Wellness in the Headlines
(Don's Report to the World)
A major fuss is being made about dreadful mismatches involving high school girls basketball teams. In this sport, it often happens that some schools run up the score unmercifully against inferior opponents. The contretemps raise questions about sportsmanship, fair play and the point of sports. Apparently, girls are being slaughtered (by other girls) athletically all over the country. Here are a few examples taken from a feature story on this phenomenon in a New York Times piece entitled "Routs Fuel School Sports Debate," March 4, 2003.
Walkerville High School (MI) 115
Lakeshore Public Academy 2
Bluffton High School (IN) 77
Blackhawk Christian 17
Anacostia High School (D.C.) 90
Cardozo 2
Dunbar High School (D.C.) 187
Idea Charter School 19
Plans are underway to make new rules that would prevent lopsided scores. One high school athletic association official in favor of such reforms explained that school sports exist to educate kids and that "no one should be embarrassed in high school." Ha! That will be the day. Kids will be embarrassed in high school no matter what officials do to prevent it. If adults could protect kids from embarrassment in high school, they would be easy marks for embarrassing moments after graduation! This notion of trying to protect inept sports teams is ill advised, in my view.

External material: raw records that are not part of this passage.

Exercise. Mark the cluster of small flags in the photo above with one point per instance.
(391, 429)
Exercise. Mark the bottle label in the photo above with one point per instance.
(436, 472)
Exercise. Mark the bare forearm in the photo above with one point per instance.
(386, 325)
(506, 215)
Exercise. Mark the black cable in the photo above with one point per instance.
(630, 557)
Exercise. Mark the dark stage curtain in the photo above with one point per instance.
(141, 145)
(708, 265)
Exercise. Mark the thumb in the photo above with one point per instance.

I think all kids, including girls who play basketball, need to learn a few fundamental lessons that sports can help convey. One is that preparation matters. Go on the court unprepared against a goliath and you will lose, big time. The solution? Take on those your own size, or expect a thrashing and don't make a big deal about it. You can play the game and have fun, even if you get clobbered. The key is not to overreact by viewing the game as having more consequence than it deserves, don't quit and try to learn a thing or two along the way. This perspective can enable a motivation to get better, as well. One Michigan high school player, whose team was buried by a huge score, demonstrated what I think is the most functional mindset: "We never gave up, but they were just a lot better than we were."
Coaches can and usually do pull their first teams and employ other methods to prevent the kinds of blowouts seen in the scores listed above, but there is not much fun in requiring young athletes to play with their hands tied behind their backs, or with similar restrictions. Kids who do not shoot, dribble and run very well are going to lose big, no matter what. That's how it's always been, and that's how it will be later in life. Get used to it -- or learn to shoot, dribble and run!
It would be nice, especially for the spectators (parents, mostly), to call a halt to the proceedings when the score got wildly out of balance but the operant word here is "wildly." A simple slaughter is not enough.
My favorite part of the NY Times story about this silly effort to prevent athletic slaughters was a quote from a 14-year old girl whose team was on the wrong end of a big blowout. She said, "What I like about basketball is you get a feeling of accomplishment when you're on the court. We may be losing now, but one day we'll start winning." Just so.
Always look on the bright side of life.